La presunta “teoria gender” (non esiste nulla del genere, l’orientamento sessuale di una persona è definito da una serie di scambi chimici e ormonali; non dalla presunta capacità di “convertire” omosessuali ed eterosessuali mediante misteriosi complotti) qui non c’entra davvero nulla e l’immagine del papà in tutù, che tanto ha scandalizzato gente del tutto priva di cervello, è semplicemente rivolta a mettere in ridicolo il mantra “se io fossi te” e non certo a spingere i padri a travestirsi da bambine o altre scemenze del genere.
Se io fossi te, ma non lo sono….
Il libro si apre con un comunissimo quadretto familiare che prevede un padre intento a cercare di far addormentare la figlia Giulia, dicendole proprio che, se fosse in lei, chiuderebbe gli occhi e si coricherebbe.
Saggiamente, la bambina obietta che il papà non è lei, innescando una catena di pensieri che prevede il genitore vestito in tutù, intento a ballare allegramente per casa.
L’ipotetico scambio di ruoli prosegue con Giulia che, sempre se fosse suo padre, gli leggerebbe una storia con l’orsacchiotto per farlo addormentare, prima di dargli la buonanotte e di andarsene in salotto.
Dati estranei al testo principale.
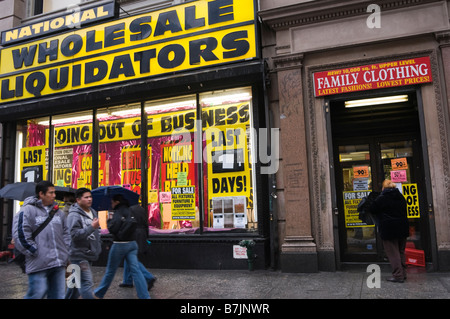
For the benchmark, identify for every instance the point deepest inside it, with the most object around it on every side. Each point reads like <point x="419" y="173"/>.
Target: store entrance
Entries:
<point x="372" y="143"/>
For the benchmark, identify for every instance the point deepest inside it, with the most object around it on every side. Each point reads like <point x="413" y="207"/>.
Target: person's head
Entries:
<point x="84" y="198"/>
<point x="387" y="183"/>
<point x="69" y="198"/>
<point x="45" y="191"/>
<point x="117" y="200"/>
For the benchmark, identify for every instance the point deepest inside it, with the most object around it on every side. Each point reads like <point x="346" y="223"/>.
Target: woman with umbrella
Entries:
<point x="124" y="247"/>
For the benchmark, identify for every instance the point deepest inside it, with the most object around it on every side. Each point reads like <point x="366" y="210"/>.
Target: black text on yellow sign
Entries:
<point x="196" y="34"/>
<point x="73" y="18"/>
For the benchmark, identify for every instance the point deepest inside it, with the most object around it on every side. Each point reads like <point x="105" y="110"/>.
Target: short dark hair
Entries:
<point x="43" y="187"/>
<point x="80" y="192"/>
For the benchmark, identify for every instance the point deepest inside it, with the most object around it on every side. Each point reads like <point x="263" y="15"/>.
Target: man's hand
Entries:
<point x="95" y="223"/>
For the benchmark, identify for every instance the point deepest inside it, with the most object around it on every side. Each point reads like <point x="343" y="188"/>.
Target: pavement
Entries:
<point x="260" y="284"/>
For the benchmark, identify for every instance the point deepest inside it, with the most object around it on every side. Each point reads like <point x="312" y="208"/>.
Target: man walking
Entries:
<point x="85" y="247"/>
<point x="46" y="255"/>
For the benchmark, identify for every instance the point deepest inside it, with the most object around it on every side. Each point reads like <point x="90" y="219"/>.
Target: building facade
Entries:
<point x="165" y="98"/>
<point x="171" y="99"/>
<point x="359" y="90"/>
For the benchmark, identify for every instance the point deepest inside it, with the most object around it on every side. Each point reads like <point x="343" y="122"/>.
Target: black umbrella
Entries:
<point x="22" y="190"/>
<point x="18" y="191"/>
<point x="101" y="197"/>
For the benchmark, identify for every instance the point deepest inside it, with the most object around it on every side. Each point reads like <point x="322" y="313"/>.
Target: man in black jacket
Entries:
<point x="85" y="246"/>
<point x="141" y="235"/>
<point x="123" y="247"/>
<point x="393" y="226"/>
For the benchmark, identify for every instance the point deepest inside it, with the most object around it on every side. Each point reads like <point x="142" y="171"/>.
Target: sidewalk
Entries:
<point x="242" y="284"/>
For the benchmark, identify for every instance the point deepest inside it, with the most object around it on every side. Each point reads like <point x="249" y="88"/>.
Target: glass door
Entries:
<point x="358" y="239"/>
<point x="360" y="169"/>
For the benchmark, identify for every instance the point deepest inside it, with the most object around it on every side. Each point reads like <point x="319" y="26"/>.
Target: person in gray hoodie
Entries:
<point x="46" y="256"/>
<point x="85" y="247"/>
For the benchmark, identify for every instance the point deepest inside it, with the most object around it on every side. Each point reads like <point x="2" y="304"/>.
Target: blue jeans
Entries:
<point x="50" y="282"/>
<point x="127" y="279"/>
<point x="117" y="253"/>
<point x="86" y="282"/>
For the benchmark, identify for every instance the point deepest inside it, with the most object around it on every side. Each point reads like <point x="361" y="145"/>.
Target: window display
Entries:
<point x="198" y="167"/>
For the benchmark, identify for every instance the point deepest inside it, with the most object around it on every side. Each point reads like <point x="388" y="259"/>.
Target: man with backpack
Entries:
<point x="122" y="226"/>
<point x="86" y="246"/>
<point x="47" y="253"/>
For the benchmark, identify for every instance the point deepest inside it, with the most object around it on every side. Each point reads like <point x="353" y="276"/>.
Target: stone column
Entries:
<point x="440" y="164"/>
<point x="298" y="251"/>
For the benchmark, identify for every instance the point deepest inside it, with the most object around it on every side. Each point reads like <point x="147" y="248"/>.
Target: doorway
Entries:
<point x="371" y="143"/>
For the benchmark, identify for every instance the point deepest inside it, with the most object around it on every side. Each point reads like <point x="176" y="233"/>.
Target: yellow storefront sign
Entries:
<point x="184" y="37"/>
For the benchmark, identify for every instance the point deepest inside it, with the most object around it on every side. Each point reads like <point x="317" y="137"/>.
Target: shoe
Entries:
<point x="150" y="283"/>
<point x="393" y="279"/>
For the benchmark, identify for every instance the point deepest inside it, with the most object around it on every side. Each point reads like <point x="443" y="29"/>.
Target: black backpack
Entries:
<point x="127" y="227"/>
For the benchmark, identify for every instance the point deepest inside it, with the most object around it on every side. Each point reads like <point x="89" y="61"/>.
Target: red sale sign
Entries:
<point x="373" y="76"/>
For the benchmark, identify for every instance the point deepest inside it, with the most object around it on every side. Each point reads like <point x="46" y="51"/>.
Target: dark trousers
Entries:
<point x="395" y="251"/>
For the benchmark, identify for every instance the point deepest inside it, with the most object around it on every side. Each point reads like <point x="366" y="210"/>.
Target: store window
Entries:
<point x="119" y="146"/>
<point x="194" y="160"/>
<point x="32" y="146"/>
<point x="173" y="197"/>
<point x="228" y="172"/>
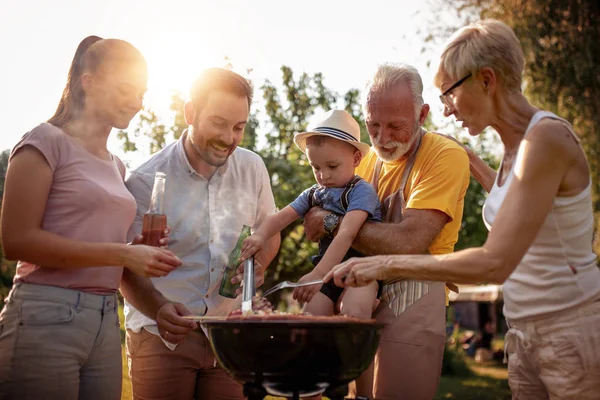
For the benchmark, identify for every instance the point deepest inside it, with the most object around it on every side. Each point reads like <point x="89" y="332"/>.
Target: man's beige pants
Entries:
<point x="188" y="372"/>
<point x="408" y="363"/>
Nonostante la sonnolenza, il papà di Giulia accetta felicemente il gioco e inizia a ribattere che, se lui fosse la figlia, porterebbe il canguro di peluche a dormire con lui e che la mattina dopo salterebbe da lei.
Lo scambio di ruoli prosegue e si infittisce, fino alla paradossale situazione che prevede Giulia intenta a lavare i piatti, mentre il padre viene portato a spasso in un passeggino tutto rosa.
Come prevedibile, lo scherzo si conclude, dopo molte altre simulazioni, con i due protagonisti che si rendono conto di quanto sia bello essere se stessi e ricoprire ruoli ben precisi, anziché cercare di cambiarsi o impersonare l’altro.
Infatti, la saggia Giulia, chiude il dialogo sostenendo che, se fosse lui, lo abbraccerebbe e gli chiederebbe di restare esattamente come è.
Il celebre libro di Richard Hamilton non è come premesso, un invito a tutti i padri del mondo a girare per il quartiere a bordo di un passeggino rosa, ma una simpatica riflessione su quello che siamo davvero e sul nostro ruolo all’interno del nucleo familiare.
Non ha infatti senso ripetere in continuazione “Se fossi te”, a fronte dell’impossibilità di essere qualcun altro, per cui, è decisamente meglio cercare di mediare le nostre esigenze emotive con quelle dei bambini, prima di cadere vittime della nostra stessa precaria ipotesi.